As glórias de Maria podem ser resumidas na portentosa frase enunciada pelo anjo Gabriel: 'Não temas, Maria, pois encontraste graça diante de Deus' (Lc 1, 30). Ao receber a boa-nova do anjo, Maria prostrou-se como serva e disse 'sim', e por meio desse sim, como nos ensina São Luís Grignion de Montfort, 'Deus Se fez homem, uma Virgem de tornou Mãe de Deus, as almas dos justos foram livradas do limbo, as ruínas do céu foram reparadas e os tronos vazios foram preenchidos, o pecado foi perdoado, a graça nos foi dada, os doentes foram curados, os mortos ressuscitados, os exilados chamados de volta, a Santíssima Trindade foi aplacada, e os homens obtiveram a vida eterna'.
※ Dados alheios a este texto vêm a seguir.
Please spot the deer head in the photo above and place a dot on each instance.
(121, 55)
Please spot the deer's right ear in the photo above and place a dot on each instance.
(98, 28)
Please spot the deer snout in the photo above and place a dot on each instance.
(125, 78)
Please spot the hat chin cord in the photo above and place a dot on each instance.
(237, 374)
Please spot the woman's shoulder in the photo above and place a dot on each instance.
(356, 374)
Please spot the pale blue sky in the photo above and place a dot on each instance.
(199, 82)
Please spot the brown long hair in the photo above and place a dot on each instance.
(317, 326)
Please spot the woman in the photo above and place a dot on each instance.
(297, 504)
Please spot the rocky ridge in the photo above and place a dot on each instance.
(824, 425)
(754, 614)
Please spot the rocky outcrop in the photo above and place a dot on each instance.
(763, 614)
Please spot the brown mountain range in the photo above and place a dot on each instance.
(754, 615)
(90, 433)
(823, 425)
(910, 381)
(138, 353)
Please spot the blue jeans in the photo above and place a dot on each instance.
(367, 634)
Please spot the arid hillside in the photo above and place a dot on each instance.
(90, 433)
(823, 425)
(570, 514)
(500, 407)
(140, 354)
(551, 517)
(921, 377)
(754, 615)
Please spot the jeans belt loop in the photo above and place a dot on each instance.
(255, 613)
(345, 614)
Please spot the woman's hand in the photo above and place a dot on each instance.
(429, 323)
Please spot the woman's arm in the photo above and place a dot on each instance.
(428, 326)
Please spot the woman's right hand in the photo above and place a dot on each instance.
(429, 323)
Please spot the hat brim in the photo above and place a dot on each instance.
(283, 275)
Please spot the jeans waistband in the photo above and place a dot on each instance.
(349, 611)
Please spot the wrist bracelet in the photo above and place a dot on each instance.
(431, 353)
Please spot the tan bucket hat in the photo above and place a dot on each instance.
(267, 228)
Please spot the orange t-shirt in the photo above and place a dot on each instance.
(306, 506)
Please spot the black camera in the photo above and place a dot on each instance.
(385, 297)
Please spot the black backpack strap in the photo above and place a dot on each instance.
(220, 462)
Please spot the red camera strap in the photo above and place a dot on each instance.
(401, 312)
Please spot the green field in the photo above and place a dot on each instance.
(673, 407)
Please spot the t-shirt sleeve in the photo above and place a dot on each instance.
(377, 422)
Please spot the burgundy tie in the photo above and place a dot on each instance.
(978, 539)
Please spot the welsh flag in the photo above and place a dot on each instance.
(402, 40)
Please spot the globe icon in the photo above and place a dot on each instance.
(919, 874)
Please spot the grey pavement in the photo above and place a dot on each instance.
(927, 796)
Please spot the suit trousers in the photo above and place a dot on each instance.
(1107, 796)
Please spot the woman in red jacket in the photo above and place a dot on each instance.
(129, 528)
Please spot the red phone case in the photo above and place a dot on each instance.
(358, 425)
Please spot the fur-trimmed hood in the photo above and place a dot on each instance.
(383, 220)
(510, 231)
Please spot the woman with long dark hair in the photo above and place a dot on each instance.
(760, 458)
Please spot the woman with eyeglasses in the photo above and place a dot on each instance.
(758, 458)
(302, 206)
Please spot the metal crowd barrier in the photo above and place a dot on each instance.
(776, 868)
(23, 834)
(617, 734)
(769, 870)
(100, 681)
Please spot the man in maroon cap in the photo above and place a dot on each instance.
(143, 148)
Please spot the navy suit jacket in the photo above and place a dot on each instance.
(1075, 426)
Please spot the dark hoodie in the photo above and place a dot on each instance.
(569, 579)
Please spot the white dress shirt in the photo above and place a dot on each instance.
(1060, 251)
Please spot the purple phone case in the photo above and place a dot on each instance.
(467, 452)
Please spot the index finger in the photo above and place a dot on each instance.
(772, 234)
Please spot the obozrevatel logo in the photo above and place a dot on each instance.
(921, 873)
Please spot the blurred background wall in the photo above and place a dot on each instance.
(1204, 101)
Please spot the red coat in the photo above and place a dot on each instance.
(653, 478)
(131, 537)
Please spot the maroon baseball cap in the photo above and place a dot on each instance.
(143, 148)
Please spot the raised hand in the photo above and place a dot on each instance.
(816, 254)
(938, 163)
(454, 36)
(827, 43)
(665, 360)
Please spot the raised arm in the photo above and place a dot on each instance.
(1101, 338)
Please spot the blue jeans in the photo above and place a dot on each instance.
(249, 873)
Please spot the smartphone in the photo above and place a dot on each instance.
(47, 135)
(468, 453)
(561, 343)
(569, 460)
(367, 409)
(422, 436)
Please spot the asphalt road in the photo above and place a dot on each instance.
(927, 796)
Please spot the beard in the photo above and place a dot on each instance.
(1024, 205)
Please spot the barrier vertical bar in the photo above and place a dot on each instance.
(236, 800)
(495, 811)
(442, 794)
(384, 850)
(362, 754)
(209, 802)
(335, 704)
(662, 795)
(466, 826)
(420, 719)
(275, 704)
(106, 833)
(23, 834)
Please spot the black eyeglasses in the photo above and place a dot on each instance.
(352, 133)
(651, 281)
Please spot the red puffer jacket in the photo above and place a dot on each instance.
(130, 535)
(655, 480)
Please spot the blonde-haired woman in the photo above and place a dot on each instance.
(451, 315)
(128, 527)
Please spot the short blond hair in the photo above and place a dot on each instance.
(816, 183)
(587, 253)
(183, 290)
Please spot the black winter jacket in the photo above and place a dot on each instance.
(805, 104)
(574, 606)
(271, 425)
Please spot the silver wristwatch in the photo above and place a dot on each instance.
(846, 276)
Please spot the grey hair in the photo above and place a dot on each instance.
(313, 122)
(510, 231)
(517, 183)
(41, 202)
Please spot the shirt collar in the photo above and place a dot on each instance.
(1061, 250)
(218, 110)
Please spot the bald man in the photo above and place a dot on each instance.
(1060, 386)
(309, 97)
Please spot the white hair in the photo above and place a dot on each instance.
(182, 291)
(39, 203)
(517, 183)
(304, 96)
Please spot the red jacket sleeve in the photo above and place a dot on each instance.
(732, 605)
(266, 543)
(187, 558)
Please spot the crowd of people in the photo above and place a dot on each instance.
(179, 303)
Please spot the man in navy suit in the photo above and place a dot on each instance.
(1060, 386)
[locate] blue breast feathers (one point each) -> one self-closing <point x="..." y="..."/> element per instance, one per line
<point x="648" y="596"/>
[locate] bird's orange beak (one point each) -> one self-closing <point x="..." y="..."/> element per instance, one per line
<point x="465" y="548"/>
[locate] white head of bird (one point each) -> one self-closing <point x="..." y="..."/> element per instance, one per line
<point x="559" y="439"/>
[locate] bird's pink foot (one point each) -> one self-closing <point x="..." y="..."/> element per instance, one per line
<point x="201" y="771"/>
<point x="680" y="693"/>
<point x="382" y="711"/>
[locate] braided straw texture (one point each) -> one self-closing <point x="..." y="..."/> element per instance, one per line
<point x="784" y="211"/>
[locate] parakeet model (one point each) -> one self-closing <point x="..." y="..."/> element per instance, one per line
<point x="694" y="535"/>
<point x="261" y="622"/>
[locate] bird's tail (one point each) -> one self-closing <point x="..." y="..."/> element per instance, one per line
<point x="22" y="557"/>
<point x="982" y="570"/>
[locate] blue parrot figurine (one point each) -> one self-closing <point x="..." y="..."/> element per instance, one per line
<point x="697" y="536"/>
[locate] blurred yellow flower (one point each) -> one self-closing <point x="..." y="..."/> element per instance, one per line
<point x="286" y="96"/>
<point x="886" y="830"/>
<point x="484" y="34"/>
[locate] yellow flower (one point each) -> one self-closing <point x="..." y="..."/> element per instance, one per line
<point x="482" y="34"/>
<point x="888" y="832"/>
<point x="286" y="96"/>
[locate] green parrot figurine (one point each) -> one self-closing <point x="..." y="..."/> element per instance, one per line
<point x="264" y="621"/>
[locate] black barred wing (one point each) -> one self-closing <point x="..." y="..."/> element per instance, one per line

Esta efusão de graças segue Maria na Visitação, pois ela é reflexo da presença e das graças do Espírito Santo que são levadas à sua prima Isabel e à criança em seu ventre. No instante da purificação de São João Batista, o Precursor, Santa Isabel foi arrebatada por inteira pelo Espírito Santo: 'Quando Isabel ouviu a saudação de Maria, a criança pulou no seu ventre e Isabel ficou cheia do Espírito Santo' (Lc 1,41). Por meio de uma extraordinária revelação interior, Santa Isabel confirma em Maria o repositório infinito das graças de Deus: 'Bem-aventurada aquela que acreditou, porque será cumprido o que o Senhor lhe prometeu' (Lc 1,43).

E é ainda nesta plenitude de comunhão com o Espírito Santo, que Maria vai proclamar o seu Magnificat: 'A minha alma engrandece o Senhor, e o meu espírito se alegra em Deus, meu Salvador, porque olhou para a humildade de sua serva. Doravante todas as gerações me chamarão bem-aventurada, porque o Todo-poderoso fez grandes coisas em meu favor. O seu nome é santo, e sua misericórdia se estende, de geração em geração, a todos os que o respeitam. Ele mostrou a força de seu braço: dispersou os soberbos de coração. Derrubou do trono os poderosos e elevou os humildes. Encheu de bens os famintos, e despediu os ricos de mãos vazias. Socorreu Israel, seu servo, lembrando-se de sua misericórdia, conforme prometera aos nossos pais, em favor de Abraão e de sua descendência, para sempre' (Lc 1, 46-55).

Mãe da humildade, mãe da obediência, mãe da fé, mãe do amor. Mãe de todas as graças e de todos os privilégios, Maria foi contemplada com o dogma de fé divina e católica da assunção, em corpo e alma, à Glória Celeste. Dentre as tantas glórias e honras a Maria, a Igreja celebra jubilosa neste domingo a Serva do Senhor como Nossa Senhora da Assunção.

sábado, 16 de agosto de 2025

PALAVRAS DE SALVAÇÃO

O amor basta-se a si mesmo, em si e por sua causa encontra satisfação. É seu mérito, seu próprio prêmio. Além de si mesmo, o amor não exige motivo nem fruto. Seu fruto é o próprio ato de amar. Amo porque amo, amo para amar. Grande coisa é o amor, contanto que vá a seu princípio, volte à sua origem, mergulhe em sua fonte, sempre beba donde corre sem cessar. De todos os movimentos da alma, sentidos e afeições, o amor é o único com que pode a criatura, embora não condignamente, responder ao Criador e, por sua vez, dar-lhe outro tanto. Pois quando Deus ama não quer outra coisa senão ser amado, já que ama para ser amado; porque bem sabe que serão felizes pelo amor aqueles que o amarem.